21 September 2014

Keturunan Pangeran Benowo Maju Memimpin Indonesia


SAATNYA PANGERAN BENOWO TAMPIL KE GELANGGANG
Oleh : Emha Ainun Nadjib

Yayan Mulyana
Dalam wacana yang saya pakai, dan itu sudah saya kemukakan kepada Gus Dur sejak sebelum pemilu: Gus Dur menjadi presiden ini dalam rangka membayar dua macam utang.
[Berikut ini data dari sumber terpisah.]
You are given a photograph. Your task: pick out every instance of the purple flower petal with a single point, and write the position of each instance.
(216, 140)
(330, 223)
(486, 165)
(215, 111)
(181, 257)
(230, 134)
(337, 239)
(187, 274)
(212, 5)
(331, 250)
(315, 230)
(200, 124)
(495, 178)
Utang yang pertama, mohon maaf, Gus Dur membayar utang sejarahnya Sunan Kalijogo dan Sunan Kudus yang gagal me-menej konflik politik dan keagamaan antara Aryo Penangsang (Jipang) dengan Sultan Hadiwijaya (Pajang) yang diwakili oleh Sutawijaya.

Konflik itu sebenarnya berlangsung antara ISLAM dengan ABANGAN (sekularisme). Konflik mereka membawa akibat terbunuhnya Aryo Penangsang, dan terus berkepanjangan sehingga putranya Sultan Hadiwijaya, yaitu Pangeran Benowo, menyingkir (istilah NU-nya ''kembali kekhittah''), tidak berpolitik dan mendirikan pesantren. Maka, kekuasaan kemudian dari Pajang bergeser ke Mataram di mana putra angkatnya Hadiwijaya yaitu Sutawijaya alias Panembahan Senopati menjadi raja pertama.

Silakan Anda mempelajari khasanah mengenai budaya politik Mataram, policy-nya kepada Umat Islam kecuali periode Sultan Agung, yang kemudian dirusak lagi oleh cucunya jenis feodalismenya, dan lain-lain, sangat mirip Orde Baru. Maka, saya katakan kepada Gus Dur : jangan Sultan HB-X yang jadi presiden, karena beliau itu terusannya Mataram-Panembahan Senopati.

Sedangkan Gus Dur adalah keturunan ke-12 Pangeran Benowo, yang dulu “LARI” dari gelanggang politik, mirip seperti Gus Dur “kembali ke khittah” padahal Nusantara sedang amburadul. Kalau dulu yang terbunuh hanya Aryo Penangsang, selama Orde Baru dan Orde Habibie yang terbunuh sangat banyak, dari Tanjungpriok dulu sampai Ambon. Bahkan, konsep ''persaudaraan nasional'' model Mataram yang diterapkan Orba melalui pemahaman SARA juga memproduk terbunuhnya banyak golongan yang lain.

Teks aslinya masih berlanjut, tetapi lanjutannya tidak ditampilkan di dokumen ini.